[XML-SIG] New Reader Architecture

Martin v. Loewis martin@loewis.home.cs.tu-berlin.de
Mon, 6 Nov 2000 08:42:33 +0100


> We have rewitten most of the code used for creating text from DOMs.
> I've cc'ed xml-sig because the check-ins of 4DOM I'll be making
> today reflect these changes.

Very interesting. Are you following the DOM Level 3 discussions on
load-and-save interfaces? [I couldn't access the draft right now, so
I can't check whether it is related to your work]

> Using one of the new reader classes is also simple.  You create an
> instance passing in to the constructor any parameters relevant to the
> state of that class.

While support for customization is a good thing, I think many users
won't need it, or might get confused by it. So I'd prefer to have some
guidelines what the "good for most uses" way of getting a DOM is.

> Once you have the reader instance, you use the fromStream or fromUri
> method to create each DOM.  The equivalents to the other common utility
> reader functions (say fromString or fromFile) have been eliminated for
> simplicity since it is trivial to turn text or a filename into a
> stream.

Can you please bring the fromString interface back? In interactive
mode, it is a pain to type StringIO.StringIO.

Also, what is the complication that makes urllib not work for fromUri?
In the Python 2 SAX2 interfaces, you can pass a string to parse, and
it will then consider that as a system identifier. In turn, it will
pass it to urllib, which will open either a local file or the URL.

> [Note that the Domlette readers also have an argument to fromStream,
> stripElements, for specifying elements from which white-space is to be
> stripped while building the DOM.  This is merely to support some
> internal XSLT optimizations until a better way can be found.  Using
> these arguments is deprecated and they may be removed from the method
> signatures in any future 4Suite release.]

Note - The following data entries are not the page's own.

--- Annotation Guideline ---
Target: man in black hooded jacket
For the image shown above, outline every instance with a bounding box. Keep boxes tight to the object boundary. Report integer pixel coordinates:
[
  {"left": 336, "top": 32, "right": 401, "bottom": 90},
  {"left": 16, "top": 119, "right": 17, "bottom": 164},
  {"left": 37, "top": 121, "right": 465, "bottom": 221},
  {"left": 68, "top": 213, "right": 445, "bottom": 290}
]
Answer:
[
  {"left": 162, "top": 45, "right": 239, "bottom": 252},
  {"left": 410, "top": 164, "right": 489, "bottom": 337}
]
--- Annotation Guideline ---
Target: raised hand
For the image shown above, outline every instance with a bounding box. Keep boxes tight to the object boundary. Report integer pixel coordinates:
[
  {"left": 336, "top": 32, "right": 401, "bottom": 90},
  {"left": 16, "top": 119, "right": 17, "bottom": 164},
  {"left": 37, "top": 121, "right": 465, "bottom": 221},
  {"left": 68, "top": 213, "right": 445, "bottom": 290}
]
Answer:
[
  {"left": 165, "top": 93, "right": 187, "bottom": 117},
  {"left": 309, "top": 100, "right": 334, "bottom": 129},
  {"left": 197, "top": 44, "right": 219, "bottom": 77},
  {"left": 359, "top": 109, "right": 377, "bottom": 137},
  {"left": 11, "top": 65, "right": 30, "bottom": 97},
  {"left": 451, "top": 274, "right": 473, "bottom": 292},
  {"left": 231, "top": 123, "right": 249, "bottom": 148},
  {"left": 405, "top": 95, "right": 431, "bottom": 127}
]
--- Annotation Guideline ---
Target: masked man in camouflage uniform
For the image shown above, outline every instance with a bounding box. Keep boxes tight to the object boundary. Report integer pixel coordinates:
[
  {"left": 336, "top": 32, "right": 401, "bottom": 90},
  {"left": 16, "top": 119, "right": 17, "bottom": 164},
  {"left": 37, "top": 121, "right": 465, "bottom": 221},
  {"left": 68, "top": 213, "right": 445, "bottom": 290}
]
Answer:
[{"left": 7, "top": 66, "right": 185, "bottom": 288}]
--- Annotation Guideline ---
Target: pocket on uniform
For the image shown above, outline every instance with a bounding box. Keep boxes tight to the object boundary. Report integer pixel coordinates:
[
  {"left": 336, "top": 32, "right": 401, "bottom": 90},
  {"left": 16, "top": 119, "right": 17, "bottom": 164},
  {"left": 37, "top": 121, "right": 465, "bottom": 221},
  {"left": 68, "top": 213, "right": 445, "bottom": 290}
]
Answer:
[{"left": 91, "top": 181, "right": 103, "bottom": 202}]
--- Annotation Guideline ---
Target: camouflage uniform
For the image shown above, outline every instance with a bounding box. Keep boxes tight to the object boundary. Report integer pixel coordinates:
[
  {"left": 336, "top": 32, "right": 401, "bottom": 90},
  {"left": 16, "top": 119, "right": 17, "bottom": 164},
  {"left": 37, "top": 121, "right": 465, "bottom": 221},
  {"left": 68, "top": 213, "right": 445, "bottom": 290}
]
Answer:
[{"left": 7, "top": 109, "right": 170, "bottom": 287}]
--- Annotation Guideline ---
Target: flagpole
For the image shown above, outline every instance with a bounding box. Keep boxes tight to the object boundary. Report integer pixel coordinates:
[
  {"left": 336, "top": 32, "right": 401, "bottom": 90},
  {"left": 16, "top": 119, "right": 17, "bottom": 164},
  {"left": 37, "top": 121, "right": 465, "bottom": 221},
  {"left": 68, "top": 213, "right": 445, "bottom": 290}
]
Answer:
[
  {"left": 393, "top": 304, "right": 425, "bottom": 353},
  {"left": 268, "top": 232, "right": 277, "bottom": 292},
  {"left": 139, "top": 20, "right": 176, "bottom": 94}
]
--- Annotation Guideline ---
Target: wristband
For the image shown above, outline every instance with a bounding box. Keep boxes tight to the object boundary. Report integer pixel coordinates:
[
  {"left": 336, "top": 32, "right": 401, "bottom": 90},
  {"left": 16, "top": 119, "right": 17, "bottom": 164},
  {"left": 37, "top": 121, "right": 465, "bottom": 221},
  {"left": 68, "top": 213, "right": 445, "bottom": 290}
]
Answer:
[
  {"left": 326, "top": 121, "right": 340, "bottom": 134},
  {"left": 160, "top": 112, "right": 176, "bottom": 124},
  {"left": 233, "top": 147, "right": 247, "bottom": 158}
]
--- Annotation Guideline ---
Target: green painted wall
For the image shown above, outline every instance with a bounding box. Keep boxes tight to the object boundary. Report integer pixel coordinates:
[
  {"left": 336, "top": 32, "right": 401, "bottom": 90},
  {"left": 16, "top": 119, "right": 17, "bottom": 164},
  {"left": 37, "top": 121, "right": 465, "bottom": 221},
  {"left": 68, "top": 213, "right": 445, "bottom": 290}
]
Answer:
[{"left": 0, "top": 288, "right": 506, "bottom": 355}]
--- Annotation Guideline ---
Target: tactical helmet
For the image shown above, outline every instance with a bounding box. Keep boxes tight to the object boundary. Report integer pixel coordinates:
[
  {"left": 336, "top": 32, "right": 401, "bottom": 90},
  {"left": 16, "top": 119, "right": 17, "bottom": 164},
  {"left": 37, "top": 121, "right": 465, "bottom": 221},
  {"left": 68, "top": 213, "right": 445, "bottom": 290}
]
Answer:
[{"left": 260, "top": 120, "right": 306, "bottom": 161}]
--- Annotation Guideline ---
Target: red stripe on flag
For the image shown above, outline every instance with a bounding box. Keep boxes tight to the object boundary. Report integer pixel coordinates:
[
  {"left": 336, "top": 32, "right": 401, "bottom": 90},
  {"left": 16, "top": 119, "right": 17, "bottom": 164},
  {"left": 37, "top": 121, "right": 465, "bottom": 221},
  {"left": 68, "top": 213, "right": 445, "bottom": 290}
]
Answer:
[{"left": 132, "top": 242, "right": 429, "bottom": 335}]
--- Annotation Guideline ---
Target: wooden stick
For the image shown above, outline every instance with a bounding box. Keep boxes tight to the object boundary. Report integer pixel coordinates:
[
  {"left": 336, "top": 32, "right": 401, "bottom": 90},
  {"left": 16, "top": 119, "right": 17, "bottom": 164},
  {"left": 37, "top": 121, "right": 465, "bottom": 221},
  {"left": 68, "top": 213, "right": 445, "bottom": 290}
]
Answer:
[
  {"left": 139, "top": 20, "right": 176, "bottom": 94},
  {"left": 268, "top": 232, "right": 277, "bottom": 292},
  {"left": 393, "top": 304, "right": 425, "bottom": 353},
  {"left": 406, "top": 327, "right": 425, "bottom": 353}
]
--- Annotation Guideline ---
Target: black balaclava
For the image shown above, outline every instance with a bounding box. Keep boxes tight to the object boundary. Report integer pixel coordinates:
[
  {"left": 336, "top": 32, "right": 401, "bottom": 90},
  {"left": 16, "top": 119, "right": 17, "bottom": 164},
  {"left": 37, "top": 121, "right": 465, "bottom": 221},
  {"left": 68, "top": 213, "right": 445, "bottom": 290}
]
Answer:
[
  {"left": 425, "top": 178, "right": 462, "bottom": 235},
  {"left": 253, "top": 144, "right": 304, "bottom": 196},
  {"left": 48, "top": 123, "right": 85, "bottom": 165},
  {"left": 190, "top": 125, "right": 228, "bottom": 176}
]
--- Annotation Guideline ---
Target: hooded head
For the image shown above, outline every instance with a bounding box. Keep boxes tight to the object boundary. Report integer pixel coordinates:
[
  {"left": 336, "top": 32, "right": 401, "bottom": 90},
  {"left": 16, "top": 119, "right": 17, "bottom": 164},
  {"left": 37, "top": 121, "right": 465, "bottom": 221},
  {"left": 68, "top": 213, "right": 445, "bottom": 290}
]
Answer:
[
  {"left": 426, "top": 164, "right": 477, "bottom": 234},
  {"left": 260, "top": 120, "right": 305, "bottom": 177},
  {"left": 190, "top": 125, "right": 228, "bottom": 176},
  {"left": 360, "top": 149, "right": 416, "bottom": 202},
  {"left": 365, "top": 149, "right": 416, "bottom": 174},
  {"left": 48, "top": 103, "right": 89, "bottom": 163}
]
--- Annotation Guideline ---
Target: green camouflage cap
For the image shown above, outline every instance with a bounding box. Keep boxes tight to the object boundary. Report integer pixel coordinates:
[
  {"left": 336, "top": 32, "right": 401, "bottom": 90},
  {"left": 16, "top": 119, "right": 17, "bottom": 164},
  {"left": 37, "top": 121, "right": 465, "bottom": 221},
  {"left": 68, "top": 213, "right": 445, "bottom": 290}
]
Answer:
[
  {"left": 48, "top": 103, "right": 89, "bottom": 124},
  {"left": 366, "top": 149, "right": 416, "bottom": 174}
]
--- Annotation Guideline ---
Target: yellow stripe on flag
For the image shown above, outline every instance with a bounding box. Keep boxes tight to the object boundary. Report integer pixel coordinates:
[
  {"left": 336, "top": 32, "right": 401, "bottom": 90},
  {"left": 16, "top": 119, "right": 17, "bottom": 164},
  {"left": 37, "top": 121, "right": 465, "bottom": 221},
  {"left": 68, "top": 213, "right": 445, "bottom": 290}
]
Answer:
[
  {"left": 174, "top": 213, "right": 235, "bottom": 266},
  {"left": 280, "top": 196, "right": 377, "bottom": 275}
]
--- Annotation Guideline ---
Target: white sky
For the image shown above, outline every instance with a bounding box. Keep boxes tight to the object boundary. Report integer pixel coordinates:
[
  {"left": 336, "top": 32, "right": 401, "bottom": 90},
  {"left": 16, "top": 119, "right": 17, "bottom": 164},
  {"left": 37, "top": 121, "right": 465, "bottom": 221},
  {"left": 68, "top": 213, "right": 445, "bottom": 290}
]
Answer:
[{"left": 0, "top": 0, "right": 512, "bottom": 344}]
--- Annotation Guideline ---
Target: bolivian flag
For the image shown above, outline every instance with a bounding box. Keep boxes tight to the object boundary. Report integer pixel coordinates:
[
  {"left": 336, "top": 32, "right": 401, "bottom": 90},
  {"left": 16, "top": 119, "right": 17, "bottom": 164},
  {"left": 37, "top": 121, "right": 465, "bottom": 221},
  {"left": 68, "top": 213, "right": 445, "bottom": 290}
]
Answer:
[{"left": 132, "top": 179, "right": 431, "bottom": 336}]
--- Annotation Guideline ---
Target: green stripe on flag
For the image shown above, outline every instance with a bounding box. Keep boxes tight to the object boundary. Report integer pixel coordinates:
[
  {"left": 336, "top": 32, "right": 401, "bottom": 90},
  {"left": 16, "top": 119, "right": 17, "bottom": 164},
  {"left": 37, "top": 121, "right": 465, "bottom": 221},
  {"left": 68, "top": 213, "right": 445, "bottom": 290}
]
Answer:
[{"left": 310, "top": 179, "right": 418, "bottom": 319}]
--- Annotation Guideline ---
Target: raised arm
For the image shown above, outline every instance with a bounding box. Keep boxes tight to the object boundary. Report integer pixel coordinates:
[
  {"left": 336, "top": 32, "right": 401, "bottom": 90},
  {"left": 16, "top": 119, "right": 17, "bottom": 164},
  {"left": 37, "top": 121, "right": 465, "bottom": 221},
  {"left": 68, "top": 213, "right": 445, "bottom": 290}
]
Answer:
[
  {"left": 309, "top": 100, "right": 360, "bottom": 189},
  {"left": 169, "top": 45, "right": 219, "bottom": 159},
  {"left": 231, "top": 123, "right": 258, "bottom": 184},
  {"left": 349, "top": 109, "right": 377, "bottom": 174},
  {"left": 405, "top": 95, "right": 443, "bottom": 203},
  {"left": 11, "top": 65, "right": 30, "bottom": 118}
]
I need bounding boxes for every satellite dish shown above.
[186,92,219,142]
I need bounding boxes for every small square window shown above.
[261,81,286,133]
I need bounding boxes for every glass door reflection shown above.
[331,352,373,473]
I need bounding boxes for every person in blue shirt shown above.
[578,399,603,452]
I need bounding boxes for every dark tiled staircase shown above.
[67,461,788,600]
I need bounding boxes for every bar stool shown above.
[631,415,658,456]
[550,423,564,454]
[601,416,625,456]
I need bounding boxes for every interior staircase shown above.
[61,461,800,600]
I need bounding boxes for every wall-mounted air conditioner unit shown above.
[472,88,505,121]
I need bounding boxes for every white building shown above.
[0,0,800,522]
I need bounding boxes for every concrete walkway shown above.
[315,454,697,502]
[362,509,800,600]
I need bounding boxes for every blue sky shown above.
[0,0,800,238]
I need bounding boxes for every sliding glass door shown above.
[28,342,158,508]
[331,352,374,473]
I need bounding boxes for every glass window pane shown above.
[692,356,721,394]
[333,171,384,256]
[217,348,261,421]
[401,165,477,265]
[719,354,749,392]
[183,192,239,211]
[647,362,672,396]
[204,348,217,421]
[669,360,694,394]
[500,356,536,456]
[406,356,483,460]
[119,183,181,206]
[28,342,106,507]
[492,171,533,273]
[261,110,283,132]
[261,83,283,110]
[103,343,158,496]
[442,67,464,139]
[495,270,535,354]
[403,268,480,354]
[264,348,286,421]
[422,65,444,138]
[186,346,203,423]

Isn't a validating parser supposed to indicate which elements can have
their whitespace stripped?

> Python 1.x users can break circular dependencies by calling the
> releaseNode method on the reader that was used to create the DOM:
> 
> reader.releaseNode(xml_doc)

What kind of circularity does that break? The one in the tree? Does
that mean I have to keep the reader until I release the tree?

Regards,
Martin